As I stated last time, multithreading is working now, at least in the original trials. However, I have added a new predicate in the concurrent section, and am observing behavior I do not understand.
In the editor, the new predicate is shown in bold red, which should indicate that it is never called. However, I know that it actually is called and does in fact produce correct answers. Although my program is only a few hundred lines long, I have searched through it to verify that the predicate is not defined somewhere else, and the part in bold red is indeed the only spot.
When I run the program now, it does use all 8 LPUs, but not at 98%. It varies from about 20 to 80%. Also, the CPU slows down drastically. Sometimes running at less than 1 GHz. With the original sequential version, it ran at 3.3 and when loaded with the first version of concurrent, it slowed to about 2.2, which I attributed to thermal throttling.
Does this make any sense to any of you? Would it help to upload a copy of the program?

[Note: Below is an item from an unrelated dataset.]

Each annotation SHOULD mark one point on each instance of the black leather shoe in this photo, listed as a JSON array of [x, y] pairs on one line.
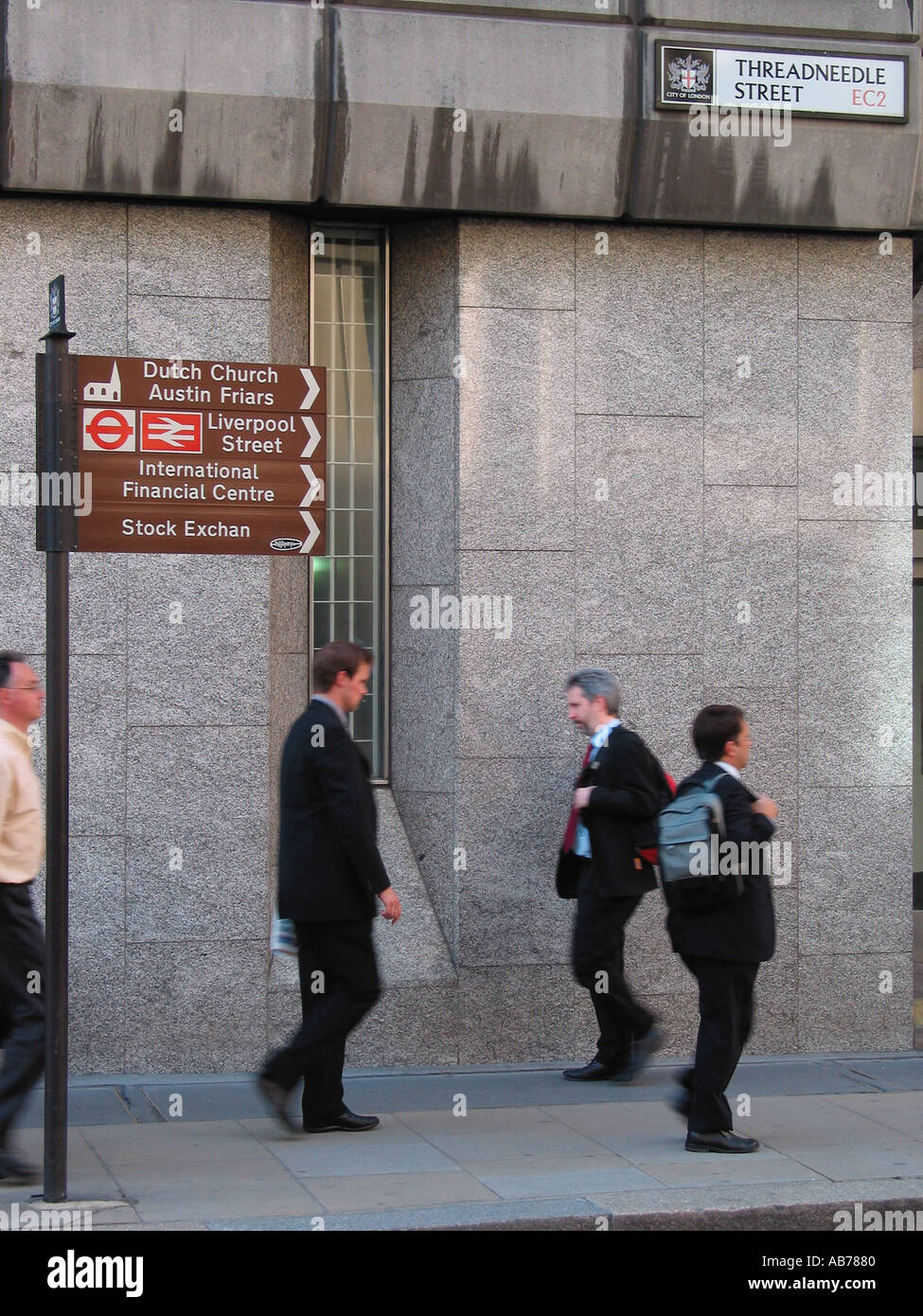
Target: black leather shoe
[[347, 1123], [643, 1049], [278, 1099], [592, 1073], [12, 1170], [683, 1103], [723, 1141]]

Welcome to the fun world of concurrent programming, which I’ve been in for many years. One of the fundamental things to remember is Amdahl’s Law — roughly speaking: you can’t go faster than the slowest part of the system.
So, my guess is that your new predicate is the bottleneck, and other concurrent tasks are waiting for it to finish. You might try using profile/1 to see where the time is being used, and also to verify that your new predicate is being called. (There might, of course, be a glitch in the IDE or cross-referencer.)
As to the CPU performance — the obvious thing is try it on a desktop, which will probably have better thermal performance than a laptop.
You can upload your program, but I don’t know if I’ll have time to look at it.
I rearranged my new predicate so that it didn’t run the same other predicate twice, in parallel with itself. Now it seems to be working correctly. Of course, it still can’t overcome the limitations of the fan in my laptop.
I do still wonder what was going on when the system was using very little of the available CPU. It only has to write out 256 lines to a file, so it certainly wasn’t I/O bound. For now I don’t need to know that.
I still have that funny bold red display on one predicate that is definitely called (it’s the test in the forall part.), but I am not too worried about that.